STAT4060J, Computational Methods for Statistics and Data Science

Undergraduate Course, University of Michigan - Shanghai Jiao Tong University Joint Institute, 2022

Teaching Assistant in FA2022, Advisor: Prof. Ailin Zhang

Instructor: Ailin Zhang (ailin.zhang@sjtu.edu.cn) TA: Jiayuan Rao

Fall, 2022

Course Description

This course is to introduce the art of computational methods in statistics and data science. With the help of R, Python, and C++, we will write computer code to implement the core algorithms in statistical computing.

We will cover the following topics:

• R and Python Basics

• Least squares regression, sweep operator, QR decomposition

• Eigen computation, Principal Component Analysis

• Logistic regression, Newton-Raphson.

• Feed-forward neural network, back-propagation

• Adaboost, coordinate descent.

• Ridge regression, spline.

• Lasso, stagewise regression, solution path.

• Factor analysis, EM.

• Random number generators, linear congruential, rejection, polar.

When going through the above topics, the focus will be on algorithms and especially pro-gramming, instead of theories of learning, inference and computing

Recommended Reference

The course is not built on top of a single textbook. Therefore I would strongly recommend you to participate in the lecture. However, the following references are useful:

  1. R Programming for Data Science (2020) by Roger Peng.

https://bookdown.org/rdpeng/rprogdatascience

  1. Introduction to Data Science (2020) by Rafael Irizarry.

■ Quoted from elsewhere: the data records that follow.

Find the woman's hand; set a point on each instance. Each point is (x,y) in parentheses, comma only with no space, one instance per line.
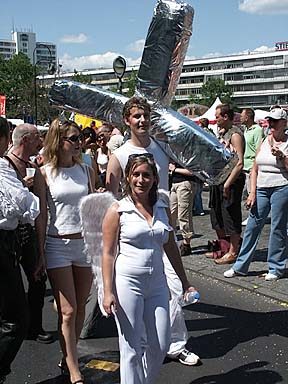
(109,303)
(28,181)
(277,153)
(172,167)
(251,199)
(189,289)
(226,192)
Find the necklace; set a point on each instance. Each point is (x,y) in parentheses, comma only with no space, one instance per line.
(23,161)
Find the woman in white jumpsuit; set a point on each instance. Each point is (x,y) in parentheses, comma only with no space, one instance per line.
(137,229)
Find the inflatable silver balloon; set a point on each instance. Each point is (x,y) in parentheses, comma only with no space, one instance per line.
(164,51)
(160,69)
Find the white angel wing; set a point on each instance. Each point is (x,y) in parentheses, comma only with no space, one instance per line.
(92,211)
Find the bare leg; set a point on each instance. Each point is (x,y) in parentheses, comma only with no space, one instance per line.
(234,244)
(82,282)
(65,293)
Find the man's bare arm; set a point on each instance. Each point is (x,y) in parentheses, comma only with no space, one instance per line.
(113,175)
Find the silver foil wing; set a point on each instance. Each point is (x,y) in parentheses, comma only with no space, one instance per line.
(88,100)
(191,146)
(182,139)
(164,51)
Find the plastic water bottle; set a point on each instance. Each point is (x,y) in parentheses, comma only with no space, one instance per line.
(191,298)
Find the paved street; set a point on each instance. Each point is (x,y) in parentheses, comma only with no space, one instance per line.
(238,329)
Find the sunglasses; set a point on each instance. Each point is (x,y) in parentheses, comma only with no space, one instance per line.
(145,155)
(73,138)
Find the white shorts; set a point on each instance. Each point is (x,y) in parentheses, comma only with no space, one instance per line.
(65,252)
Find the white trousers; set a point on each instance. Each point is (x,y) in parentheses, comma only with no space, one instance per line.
(142,297)
(179,333)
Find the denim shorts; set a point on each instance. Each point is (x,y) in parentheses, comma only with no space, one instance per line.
(65,252)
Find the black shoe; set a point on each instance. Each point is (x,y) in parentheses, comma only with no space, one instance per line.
(185,249)
(41,336)
(63,366)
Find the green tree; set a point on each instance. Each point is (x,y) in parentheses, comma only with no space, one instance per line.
(213,88)
(17,83)
(81,78)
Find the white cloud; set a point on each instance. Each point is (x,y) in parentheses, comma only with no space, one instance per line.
(93,62)
(137,46)
(264,7)
(74,39)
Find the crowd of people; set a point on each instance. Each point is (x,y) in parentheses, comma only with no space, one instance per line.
(143,275)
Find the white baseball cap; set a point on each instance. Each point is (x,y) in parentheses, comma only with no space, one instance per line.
(277,114)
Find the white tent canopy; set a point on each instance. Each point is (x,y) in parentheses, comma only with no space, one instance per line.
(210,114)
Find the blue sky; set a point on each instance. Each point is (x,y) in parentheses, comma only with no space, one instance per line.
(91,33)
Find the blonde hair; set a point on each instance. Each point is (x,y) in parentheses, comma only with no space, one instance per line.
(52,143)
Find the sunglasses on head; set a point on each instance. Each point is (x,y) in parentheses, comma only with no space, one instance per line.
(74,138)
(145,155)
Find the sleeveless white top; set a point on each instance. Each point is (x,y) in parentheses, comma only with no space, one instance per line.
(141,245)
(271,170)
(102,160)
(161,159)
(65,190)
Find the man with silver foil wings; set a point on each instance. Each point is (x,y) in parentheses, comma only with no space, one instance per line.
(165,48)
(162,61)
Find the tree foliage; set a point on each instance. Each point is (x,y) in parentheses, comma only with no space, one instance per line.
(17,83)
(81,78)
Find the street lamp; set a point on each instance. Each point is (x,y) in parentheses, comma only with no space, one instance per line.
(119,67)
(50,68)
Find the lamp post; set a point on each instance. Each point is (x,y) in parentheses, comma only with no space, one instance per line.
(51,70)
(119,67)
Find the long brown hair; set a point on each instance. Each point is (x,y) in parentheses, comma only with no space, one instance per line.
(134,161)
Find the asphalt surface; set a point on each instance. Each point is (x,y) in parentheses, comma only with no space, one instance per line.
(255,281)
(256,309)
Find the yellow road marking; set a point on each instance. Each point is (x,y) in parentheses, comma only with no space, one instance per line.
(104,365)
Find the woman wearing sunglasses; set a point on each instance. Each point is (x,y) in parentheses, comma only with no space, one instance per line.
(69,273)
(136,231)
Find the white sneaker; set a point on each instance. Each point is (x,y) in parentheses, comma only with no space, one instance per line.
(188,358)
(271,277)
(244,222)
(230,273)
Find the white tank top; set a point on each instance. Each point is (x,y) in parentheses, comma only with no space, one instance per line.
(161,159)
(65,190)
(102,160)
(271,170)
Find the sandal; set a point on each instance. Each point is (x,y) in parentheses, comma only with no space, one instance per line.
(63,366)
(79,381)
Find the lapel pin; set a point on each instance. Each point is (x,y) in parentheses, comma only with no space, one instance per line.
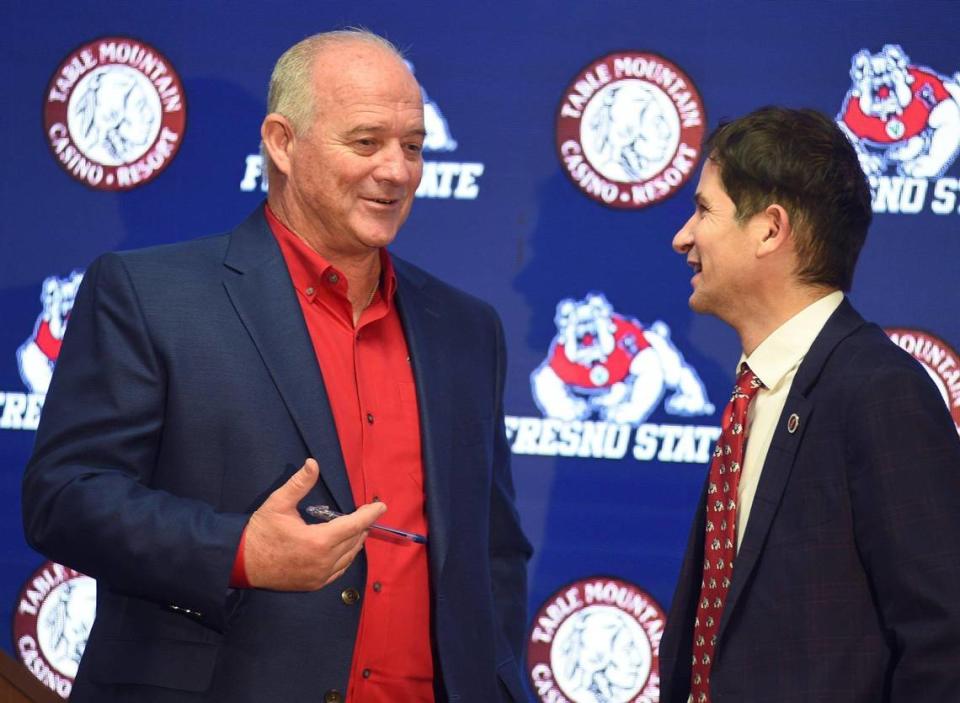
(793,423)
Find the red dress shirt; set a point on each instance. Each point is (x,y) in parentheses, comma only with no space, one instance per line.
(367,375)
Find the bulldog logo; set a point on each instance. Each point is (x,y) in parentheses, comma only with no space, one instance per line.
(38,354)
(606,366)
(902,118)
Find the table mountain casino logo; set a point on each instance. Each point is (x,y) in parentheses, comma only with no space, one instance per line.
(903,118)
(938,358)
(596,640)
(114,113)
(629,129)
(38,353)
(51,624)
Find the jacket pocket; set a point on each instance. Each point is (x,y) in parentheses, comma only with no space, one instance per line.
(184,666)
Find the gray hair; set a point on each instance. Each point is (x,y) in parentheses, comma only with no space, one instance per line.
(291,91)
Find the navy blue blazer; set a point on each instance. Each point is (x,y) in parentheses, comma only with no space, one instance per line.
(846,587)
(187,390)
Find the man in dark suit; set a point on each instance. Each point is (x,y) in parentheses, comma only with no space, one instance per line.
(843,513)
(195,379)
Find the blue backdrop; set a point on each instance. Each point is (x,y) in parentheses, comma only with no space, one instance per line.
(601,491)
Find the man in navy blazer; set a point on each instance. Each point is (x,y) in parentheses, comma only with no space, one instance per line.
(846,581)
(188,395)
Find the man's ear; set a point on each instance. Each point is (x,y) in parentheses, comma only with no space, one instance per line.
(278,139)
(775,230)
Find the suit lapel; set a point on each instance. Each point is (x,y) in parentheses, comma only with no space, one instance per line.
(423,321)
(259,286)
(783,449)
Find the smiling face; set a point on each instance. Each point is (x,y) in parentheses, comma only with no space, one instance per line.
(720,250)
(350,176)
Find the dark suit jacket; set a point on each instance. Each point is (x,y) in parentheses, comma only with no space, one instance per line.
(846,588)
(186,391)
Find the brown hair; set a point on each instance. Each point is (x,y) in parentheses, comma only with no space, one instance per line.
(803,161)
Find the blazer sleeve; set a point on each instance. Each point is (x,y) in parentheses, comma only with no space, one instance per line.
(904,474)
(87,496)
(509,548)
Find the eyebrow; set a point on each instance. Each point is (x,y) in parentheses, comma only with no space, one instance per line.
(368,128)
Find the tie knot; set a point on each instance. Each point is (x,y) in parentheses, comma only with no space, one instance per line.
(747,382)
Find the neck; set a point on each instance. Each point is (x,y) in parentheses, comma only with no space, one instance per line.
(758,321)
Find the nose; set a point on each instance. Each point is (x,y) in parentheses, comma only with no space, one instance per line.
(683,239)
(394,167)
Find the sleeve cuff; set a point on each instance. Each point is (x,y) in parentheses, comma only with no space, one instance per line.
(238,576)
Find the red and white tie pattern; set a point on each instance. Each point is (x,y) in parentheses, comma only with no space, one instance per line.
(720,542)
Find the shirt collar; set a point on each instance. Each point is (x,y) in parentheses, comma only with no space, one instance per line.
(786,346)
(308,268)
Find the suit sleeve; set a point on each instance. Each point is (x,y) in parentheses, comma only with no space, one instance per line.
(904,473)
(509,548)
(87,495)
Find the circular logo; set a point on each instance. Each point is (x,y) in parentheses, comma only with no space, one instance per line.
(52,622)
(114,113)
(939,359)
(596,640)
(630,128)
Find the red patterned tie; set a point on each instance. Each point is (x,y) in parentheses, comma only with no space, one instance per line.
(719,546)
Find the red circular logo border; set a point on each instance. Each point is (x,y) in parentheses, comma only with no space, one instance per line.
(177,122)
(617,203)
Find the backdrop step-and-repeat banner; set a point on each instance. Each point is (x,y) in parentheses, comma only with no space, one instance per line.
(564,144)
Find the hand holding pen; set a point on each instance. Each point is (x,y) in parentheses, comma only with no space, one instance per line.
(325,513)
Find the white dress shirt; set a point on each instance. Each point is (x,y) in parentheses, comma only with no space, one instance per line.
(775,362)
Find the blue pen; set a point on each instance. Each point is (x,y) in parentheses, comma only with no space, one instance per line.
(326,513)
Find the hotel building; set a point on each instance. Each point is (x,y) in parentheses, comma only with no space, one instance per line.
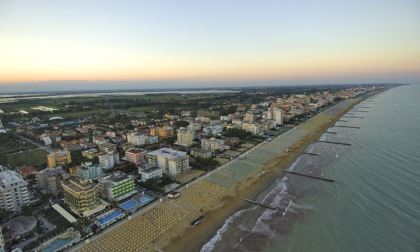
(116,187)
(13,191)
(172,162)
(81,195)
(58,158)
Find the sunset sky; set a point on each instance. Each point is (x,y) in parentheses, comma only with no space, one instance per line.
(61,45)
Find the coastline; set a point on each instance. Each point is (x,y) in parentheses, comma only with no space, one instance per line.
(181,237)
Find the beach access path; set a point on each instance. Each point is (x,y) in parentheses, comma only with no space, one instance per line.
(166,223)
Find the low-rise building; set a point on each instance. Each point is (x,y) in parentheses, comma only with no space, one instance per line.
(50,179)
(13,191)
(197,152)
(81,196)
(136,138)
(135,155)
(171,161)
(212,144)
(106,146)
(58,158)
(148,171)
(91,153)
(87,170)
(185,137)
(108,159)
(116,187)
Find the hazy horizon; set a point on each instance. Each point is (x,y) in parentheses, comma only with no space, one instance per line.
(45,45)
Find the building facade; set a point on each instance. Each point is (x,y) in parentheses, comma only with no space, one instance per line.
(276,114)
(212,144)
(13,191)
(135,155)
(148,171)
(172,162)
(82,196)
(116,187)
(185,137)
(108,159)
(58,158)
(136,139)
(50,179)
(87,170)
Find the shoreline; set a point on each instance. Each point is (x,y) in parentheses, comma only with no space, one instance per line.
(193,239)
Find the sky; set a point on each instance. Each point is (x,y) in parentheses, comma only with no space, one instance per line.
(89,44)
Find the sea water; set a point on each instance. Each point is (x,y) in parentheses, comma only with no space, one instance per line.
(374,203)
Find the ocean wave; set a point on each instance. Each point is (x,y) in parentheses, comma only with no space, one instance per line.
(209,246)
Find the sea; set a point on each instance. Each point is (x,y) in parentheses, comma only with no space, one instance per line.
(373,203)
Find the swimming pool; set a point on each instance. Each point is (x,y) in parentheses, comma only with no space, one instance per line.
(109,217)
(57,244)
(127,206)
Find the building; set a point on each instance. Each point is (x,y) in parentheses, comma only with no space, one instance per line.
(108,159)
(90,154)
(212,144)
(50,179)
(87,170)
(116,187)
(136,139)
(250,117)
(275,114)
(24,171)
(135,155)
(197,152)
(106,146)
(162,132)
(81,196)
(253,128)
(151,139)
(13,191)
(148,171)
(185,137)
(171,162)
(2,243)
(58,158)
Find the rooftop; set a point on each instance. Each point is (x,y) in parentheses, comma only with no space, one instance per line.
(168,153)
(8,177)
(79,184)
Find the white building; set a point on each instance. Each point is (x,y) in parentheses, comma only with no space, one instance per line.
(87,170)
(212,144)
(148,171)
(116,187)
(185,137)
(276,114)
(13,191)
(151,139)
(108,159)
(136,139)
(172,162)
(2,243)
(253,128)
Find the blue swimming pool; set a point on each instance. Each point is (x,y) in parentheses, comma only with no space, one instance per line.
(57,243)
(109,217)
(127,206)
(144,199)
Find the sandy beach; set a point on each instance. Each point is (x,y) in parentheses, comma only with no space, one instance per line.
(182,237)
(166,226)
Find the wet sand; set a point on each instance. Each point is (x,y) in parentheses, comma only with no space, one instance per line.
(183,237)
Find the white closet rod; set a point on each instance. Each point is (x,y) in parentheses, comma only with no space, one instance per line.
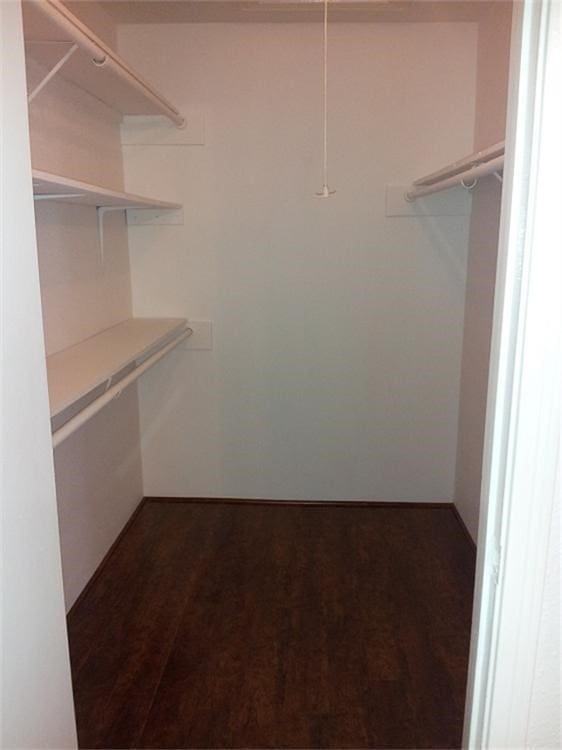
(102,56)
(473,160)
(473,173)
(86,414)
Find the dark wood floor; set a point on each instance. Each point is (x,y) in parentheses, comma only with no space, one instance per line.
(269,626)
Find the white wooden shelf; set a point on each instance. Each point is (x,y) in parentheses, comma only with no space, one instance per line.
(50,31)
(47,186)
(84,374)
(469,169)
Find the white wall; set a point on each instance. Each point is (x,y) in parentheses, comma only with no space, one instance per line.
(98,469)
(335,369)
(489,128)
(37,710)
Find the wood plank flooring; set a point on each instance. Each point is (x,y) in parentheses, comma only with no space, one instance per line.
(219,625)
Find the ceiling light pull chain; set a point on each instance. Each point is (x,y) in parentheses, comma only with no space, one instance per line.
(325,192)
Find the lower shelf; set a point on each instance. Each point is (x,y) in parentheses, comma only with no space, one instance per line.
(84,377)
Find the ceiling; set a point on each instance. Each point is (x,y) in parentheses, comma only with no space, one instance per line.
(389,11)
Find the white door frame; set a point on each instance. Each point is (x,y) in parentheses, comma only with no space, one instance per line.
(521,453)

https://rafalab.github.io/dsbook

Grading Policy

The typical JI grading scale will be used. I reserve the right to curve the scale if there are less than 30% of students with grades ≥ A. The grade will count the assessments using the following proportions:

• 10% Attendance and Participation.

To get the full credit, you need to make > 90% of the attendance check. The rest 10% is your flex-time. Feel free to use it if you have something emergent.

If you only make > 80% of the attendance check, you will get 6 pt.

Otherwise, you get 0 pt.

• 40% Homework

• 20% Midterm

• 30% Final Project (15% for presentation, and 15% for the written report)

• 1%* Extra Credit

Final Project

For your final project, you will analyze some data using the methods we have talked about in class. You will write up your analysis in a written report, and will also make an oral presentation. The presentation will be only 4 minutes each in total.

Office Hour

Wednesday 2-4 PM or by appointment.

You are welcome to chat whatever you like about data science and career planning!

We want you to succeed!

If you are feeling overwhelmed, visit our office hours and talk with us, and we want to help you succeed.